Police were searching for Haroon Rashid Aswat, who was raised in Batley, United Kingdom, and was an aide to Abu Hamza Masri, the radical Muslim preacher in London. Aswat had traveled to the United States and was involved in a plot to set up a terrorist training camp in Oregon. He had also been in Pakistan, India, and other countries. His cell phone had received 20 calls from several of the London bombers. He comes from the same general area of West Yorkshire as three of the bombers; Khan lived closest to him. Aswat attended schools in Batley and Dewsbury and went to a technical college in Bradford. Zambian police arrested Aswat on July 20, 2005, as he was crossing into the country from Zimbabwe. He was deported to the United Kingdom on August 7, 2005, and arrested on U.S. warrants that he helped plan the terrorist training camp in Oregon. The United States requested his extradition from the United Kingdom.

On July 23, 2005, a 17-year-old male was remanded in custody and charged with an arson attack on the home of Germaine Lindsay, one of the bombers.
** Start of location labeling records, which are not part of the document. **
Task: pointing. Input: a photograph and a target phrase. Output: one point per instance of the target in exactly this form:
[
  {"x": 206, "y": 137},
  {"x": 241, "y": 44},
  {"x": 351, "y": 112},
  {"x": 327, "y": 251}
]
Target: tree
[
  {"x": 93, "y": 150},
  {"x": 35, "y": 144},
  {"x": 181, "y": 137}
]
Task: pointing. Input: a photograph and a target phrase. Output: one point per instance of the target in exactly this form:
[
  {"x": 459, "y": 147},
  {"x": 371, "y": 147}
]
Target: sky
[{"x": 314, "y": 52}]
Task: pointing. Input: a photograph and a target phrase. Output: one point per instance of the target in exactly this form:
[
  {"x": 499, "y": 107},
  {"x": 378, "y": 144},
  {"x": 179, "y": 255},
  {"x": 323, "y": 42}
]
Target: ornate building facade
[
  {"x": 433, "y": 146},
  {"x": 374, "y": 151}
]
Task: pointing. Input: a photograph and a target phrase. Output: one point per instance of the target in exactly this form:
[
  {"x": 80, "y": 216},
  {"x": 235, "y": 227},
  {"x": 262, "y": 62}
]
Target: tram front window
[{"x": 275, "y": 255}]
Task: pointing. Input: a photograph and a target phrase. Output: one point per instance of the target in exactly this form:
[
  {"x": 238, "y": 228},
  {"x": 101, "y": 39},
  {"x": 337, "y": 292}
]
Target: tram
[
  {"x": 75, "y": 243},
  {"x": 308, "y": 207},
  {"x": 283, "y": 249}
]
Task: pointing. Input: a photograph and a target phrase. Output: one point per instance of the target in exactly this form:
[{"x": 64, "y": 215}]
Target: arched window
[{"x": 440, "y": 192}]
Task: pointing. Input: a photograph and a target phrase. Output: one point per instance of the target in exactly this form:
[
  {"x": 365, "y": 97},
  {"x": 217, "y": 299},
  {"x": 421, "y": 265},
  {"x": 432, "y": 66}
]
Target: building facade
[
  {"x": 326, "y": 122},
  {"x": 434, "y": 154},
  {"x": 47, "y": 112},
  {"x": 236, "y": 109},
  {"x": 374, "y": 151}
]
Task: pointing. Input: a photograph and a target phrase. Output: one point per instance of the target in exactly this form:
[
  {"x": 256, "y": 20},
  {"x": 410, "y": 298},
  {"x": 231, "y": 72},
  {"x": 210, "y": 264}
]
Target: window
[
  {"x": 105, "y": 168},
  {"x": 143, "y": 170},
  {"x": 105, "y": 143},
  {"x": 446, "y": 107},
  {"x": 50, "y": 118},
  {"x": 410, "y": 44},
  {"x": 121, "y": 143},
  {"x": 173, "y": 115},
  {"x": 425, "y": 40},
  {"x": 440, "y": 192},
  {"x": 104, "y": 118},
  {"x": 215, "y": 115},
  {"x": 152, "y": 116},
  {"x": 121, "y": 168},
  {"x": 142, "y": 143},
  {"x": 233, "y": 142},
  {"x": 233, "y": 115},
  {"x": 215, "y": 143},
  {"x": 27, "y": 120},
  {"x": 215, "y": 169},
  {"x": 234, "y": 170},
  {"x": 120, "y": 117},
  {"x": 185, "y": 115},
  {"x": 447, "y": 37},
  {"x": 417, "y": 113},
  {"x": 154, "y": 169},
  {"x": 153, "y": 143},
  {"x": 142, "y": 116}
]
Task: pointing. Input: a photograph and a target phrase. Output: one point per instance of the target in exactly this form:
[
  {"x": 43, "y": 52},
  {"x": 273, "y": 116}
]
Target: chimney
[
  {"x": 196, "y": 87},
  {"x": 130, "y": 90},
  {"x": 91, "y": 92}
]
On August 24, 2005, Bangkok police arrested Atamnia Yacine, an Algerian, on charges of possessing 180 fake French and Spanish passports and overstaying his visa. Thai police believe he supplied the fake IDs used in the 7/7 attacks.

On September 1,2005,
Al Jazeera
aired footage by Khan, one of the bombers, who complained of “atrocities” against Muslims. “Until you will stop the bombing, gassing, imprisonment and torture of my people, we will not stop this fight. . . . We are at war, and I am a soldier and now you too will taste the reality of this situation.” He expressed admiration of Osama bin Laden.
Al Jazeera
also ran a tape from Ayman al-Zawahiri, al Qaeda's deputy, calling the “glorious raid” an attack that “has moved our battle right to the enemy's doorstep.” He said the bombings were “a slap in the face of the arrogant, crusader British rulers” and “a sip from the glass that the Muslims have been drinking from. . . . We have repeated again and again, and here we are warning one more time: All those who took part in the aggression on Iraq, Afghanistan, and Palestine, we will respond in kind.” On September 19, 2005, in a video broadcast by
Al Jazeera
, Zawahiri said, “The blessed London attack was one which al Qaeda was honored to launch against the British Crusader's arrogance and against the American Crusader aggression on the Islamic nation for one hundred years.” He also questioned the Afghan elections and condemned the United Kingdom's plan to deport Abu Qatada, an Islamic radical cleric.